Open elrayle opened 3 years ago
The Camden NJ URI should be http://id.loc.gov/authorities/names/n80010449. The one listed is for the county. Should I update the test here: https://github.com/LD4P/qa_server/blob/master/lib/generators/qa_server/templates/config/authorities/linked_data/scenarios/locnames_ld4l_cache_validation.yml?
That said, I think the issue here is that once the punctation is removed we get results with much longer text strings than the cataloger provides in the search. If greater precision isn't possible, I think we're ok to change the position to 20 or so, since we now have pagination.
Added a pull request https://github.com/LD4P/qa_server/pull/407 to fix the URI. Still this test will failed under the current search.

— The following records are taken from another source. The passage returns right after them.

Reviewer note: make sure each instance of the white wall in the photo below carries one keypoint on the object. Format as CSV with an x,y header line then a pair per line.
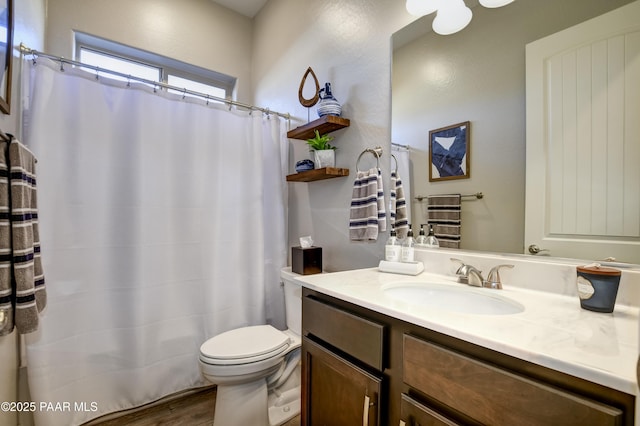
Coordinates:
x,y
29,22
478,75
198,32
346,43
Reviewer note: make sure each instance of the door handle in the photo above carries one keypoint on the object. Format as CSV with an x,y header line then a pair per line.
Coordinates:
x,y
365,412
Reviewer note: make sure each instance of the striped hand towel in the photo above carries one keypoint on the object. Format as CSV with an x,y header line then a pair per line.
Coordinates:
x,y
20,264
367,213
444,213
6,288
398,206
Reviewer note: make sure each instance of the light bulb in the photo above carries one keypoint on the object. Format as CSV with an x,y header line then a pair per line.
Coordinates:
x,y
452,17
422,7
495,3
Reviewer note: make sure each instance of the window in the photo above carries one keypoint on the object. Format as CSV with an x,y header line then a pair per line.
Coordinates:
x,y
130,61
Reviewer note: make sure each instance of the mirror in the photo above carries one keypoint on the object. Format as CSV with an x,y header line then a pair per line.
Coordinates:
x,y
477,75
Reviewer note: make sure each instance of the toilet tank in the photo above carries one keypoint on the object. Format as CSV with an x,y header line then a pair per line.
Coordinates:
x,y
292,300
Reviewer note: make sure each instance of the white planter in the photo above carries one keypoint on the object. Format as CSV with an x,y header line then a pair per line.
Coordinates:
x,y
324,158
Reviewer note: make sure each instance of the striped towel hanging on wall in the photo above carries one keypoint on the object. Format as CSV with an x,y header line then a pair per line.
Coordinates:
x,y
398,203
22,289
367,213
443,213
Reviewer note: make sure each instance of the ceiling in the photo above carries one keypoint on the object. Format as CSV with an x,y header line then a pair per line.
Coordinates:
x,y
249,8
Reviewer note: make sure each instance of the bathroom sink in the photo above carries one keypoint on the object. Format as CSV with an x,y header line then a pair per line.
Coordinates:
x,y
467,300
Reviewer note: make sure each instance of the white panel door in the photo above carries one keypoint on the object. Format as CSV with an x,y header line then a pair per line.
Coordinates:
x,y
583,139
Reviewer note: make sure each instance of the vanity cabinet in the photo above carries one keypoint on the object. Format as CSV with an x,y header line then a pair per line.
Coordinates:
x,y
342,364
495,396
415,376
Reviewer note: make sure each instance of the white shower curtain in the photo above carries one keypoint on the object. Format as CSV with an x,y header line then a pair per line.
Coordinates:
x,y
163,223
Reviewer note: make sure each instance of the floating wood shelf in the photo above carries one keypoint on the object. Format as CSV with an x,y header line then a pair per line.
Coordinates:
x,y
326,124
318,174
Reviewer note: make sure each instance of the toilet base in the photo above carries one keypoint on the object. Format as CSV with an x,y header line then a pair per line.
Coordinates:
x,y
253,409
253,404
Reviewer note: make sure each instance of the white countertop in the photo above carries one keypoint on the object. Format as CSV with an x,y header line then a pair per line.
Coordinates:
x,y
552,331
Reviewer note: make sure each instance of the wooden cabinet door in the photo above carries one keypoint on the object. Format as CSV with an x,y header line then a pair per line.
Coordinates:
x,y
412,413
336,392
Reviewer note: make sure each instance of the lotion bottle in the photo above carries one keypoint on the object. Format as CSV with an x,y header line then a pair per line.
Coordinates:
x,y
393,248
422,239
408,247
432,241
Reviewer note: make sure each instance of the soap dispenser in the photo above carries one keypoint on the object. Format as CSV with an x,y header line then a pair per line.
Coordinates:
x,y
432,241
393,248
408,247
422,239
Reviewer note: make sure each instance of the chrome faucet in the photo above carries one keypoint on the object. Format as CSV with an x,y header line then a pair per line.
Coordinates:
x,y
470,275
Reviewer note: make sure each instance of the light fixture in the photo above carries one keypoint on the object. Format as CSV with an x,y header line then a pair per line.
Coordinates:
x,y
452,17
495,3
422,7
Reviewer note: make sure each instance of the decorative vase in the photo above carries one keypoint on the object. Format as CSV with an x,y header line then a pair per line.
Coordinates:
x,y
324,158
328,105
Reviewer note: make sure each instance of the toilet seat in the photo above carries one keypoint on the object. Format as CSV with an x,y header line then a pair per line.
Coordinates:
x,y
244,345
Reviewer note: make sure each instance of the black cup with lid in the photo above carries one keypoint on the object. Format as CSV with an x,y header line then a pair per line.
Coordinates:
x,y
598,287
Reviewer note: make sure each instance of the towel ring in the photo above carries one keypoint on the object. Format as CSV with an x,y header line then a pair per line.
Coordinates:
x,y
396,160
376,153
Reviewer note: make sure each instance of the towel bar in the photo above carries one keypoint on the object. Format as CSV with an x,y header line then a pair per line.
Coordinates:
x,y
477,195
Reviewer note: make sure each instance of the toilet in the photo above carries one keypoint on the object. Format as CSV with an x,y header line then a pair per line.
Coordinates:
x,y
257,368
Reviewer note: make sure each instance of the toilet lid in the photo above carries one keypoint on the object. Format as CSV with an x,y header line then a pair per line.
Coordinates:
x,y
246,344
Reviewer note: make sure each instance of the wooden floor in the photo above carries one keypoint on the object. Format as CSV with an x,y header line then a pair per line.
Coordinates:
x,y
192,410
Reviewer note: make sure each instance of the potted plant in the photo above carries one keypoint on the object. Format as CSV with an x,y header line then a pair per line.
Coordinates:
x,y
323,152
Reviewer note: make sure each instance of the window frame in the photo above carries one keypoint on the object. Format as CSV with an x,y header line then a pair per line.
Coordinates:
x,y
167,66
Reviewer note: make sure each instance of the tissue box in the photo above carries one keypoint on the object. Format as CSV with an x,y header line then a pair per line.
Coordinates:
x,y
306,261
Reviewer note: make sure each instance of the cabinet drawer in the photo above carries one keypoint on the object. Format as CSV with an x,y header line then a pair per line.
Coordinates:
x,y
357,336
412,413
494,396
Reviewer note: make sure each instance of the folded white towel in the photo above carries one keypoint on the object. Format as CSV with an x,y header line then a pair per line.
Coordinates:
x,y
367,213
398,207
444,213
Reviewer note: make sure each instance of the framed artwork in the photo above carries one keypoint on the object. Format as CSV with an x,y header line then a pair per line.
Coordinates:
x,y
449,152
6,54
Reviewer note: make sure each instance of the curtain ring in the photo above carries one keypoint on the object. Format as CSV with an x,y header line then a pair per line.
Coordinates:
x,y
375,154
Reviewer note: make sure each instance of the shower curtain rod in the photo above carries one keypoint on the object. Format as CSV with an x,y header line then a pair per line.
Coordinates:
x,y
27,51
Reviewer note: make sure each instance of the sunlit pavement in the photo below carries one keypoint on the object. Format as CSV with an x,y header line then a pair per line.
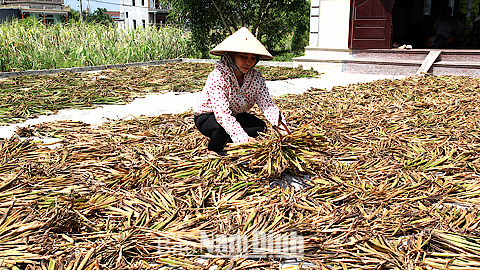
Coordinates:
x,y
155,104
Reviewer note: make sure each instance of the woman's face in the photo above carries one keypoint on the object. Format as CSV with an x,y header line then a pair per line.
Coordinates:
x,y
245,61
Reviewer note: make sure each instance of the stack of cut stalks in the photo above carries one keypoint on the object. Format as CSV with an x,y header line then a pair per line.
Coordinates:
x,y
392,184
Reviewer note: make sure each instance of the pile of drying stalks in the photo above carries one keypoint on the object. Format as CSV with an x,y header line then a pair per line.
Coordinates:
x,y
389,173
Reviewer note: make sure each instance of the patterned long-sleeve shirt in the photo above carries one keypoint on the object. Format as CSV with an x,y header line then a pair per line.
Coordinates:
x,y
223,96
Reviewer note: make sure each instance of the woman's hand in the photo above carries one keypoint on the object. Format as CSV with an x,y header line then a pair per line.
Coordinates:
x,y
282,129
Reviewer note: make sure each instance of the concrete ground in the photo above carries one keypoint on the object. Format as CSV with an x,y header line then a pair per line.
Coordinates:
x,y
155,104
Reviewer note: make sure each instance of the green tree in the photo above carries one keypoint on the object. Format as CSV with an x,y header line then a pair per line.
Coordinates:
x,y
270,21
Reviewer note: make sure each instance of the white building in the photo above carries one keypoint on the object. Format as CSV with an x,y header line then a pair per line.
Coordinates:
x,y
143,13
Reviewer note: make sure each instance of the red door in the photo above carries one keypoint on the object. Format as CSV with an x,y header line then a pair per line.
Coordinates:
x,y
370,24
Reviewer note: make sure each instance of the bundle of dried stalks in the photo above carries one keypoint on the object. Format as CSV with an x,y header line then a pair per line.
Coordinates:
x,y
393,185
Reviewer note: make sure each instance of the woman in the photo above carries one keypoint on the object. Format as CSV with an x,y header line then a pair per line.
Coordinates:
x,y
231,90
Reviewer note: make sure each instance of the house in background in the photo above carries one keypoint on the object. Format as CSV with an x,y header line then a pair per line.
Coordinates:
x,y
143,13
49,11
116,17
366,36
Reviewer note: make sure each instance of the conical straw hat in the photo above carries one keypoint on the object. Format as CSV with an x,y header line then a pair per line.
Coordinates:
x,y
242,41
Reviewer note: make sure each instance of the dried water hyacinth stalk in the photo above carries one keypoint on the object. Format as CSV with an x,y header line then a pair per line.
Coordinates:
x,y
27,97
394,184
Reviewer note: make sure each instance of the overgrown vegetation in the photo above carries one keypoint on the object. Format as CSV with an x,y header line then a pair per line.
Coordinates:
x,y
274,23
29,45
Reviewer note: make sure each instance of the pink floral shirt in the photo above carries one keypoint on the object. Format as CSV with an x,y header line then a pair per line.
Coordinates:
x,y
223,96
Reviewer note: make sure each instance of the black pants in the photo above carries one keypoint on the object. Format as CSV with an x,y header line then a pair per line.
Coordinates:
x,y
207,124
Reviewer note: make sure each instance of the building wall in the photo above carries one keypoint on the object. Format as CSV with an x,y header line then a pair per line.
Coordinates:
x,y
329,24
137,14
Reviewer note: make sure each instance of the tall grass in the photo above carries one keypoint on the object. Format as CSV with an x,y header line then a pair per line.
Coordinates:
x,y
29,45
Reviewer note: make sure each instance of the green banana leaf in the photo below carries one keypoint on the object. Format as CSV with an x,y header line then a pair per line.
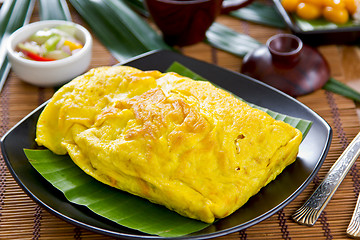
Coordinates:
x,y
54,10
261,13
226,39
119,28
13,15
121,207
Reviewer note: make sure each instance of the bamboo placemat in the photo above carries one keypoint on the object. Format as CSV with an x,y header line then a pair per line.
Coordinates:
x,y
21,218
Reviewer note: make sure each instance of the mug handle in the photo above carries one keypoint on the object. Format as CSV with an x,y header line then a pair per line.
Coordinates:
x,y
228,6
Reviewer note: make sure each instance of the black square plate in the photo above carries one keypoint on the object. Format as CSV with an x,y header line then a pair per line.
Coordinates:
x,y
268,201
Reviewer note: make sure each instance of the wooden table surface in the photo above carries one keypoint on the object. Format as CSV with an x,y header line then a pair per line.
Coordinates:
x,y
22,218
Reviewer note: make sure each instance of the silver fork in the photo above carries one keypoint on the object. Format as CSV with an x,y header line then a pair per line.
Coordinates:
x,y
308,213
353,229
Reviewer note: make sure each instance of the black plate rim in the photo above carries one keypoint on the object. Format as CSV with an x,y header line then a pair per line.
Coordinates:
x,y
146,236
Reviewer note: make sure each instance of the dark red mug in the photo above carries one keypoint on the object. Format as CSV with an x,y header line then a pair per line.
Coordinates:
x,y
185,22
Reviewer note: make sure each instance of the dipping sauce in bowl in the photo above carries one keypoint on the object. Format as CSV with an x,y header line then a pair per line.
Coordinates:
x,y
51,44
52,61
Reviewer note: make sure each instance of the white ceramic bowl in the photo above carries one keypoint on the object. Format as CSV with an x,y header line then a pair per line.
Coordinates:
x,y
52,73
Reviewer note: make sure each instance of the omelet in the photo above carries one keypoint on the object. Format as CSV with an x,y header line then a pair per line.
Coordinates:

@dave The relevancy (after removing punctuation) still seems to not be precise enough. See: https://lookup.ld4l.org/authorities/search/linked_data/locnames_new_ld4l_cache/geographic?q=Camden%20NJ&maxRecords=20
Searching for Camden N.J.
returns the expected subject as the second result. The data uses state abbreviations instead of postal codes, such that Camden NJ
does not include the subject.
@sfolsom will contact LOC to see if the postal code version could be added as a variant.
@kefo and @thisismattmiller have you ever considered add an alt label for stateside locations with the present day postal abbreviations? https://about.usps.com/who-we-are/postal-history/state-abbreviations.htm We're having a bear of a time trying to support searches that include the new (1963-) abbreviations when the labels do not include them. E.g. for "Seattle, Wash." would also have the label "Seattle, WA".
I have considered this in the past.
Allow me to perpend on this for a few days and ask some questions. There is a project that we intend to do soon that will require us to evaluate all geographic headings in the system so this is a timely idea. It would make sense to include it, assuming there's no issue that arises.
@kefo At a bare minimum, having "Seattle, WA" as a variant label would allow our search to find it with q=Seattle WA
.
The new indexing scheme has the following impact on LOCNAMES accuracy tests:
All tests are passing except one, which was failing before the indexing change. Before it was not found at all. After it is found, but not by the expected position. This issue is to explore and document why that one test continues to fail.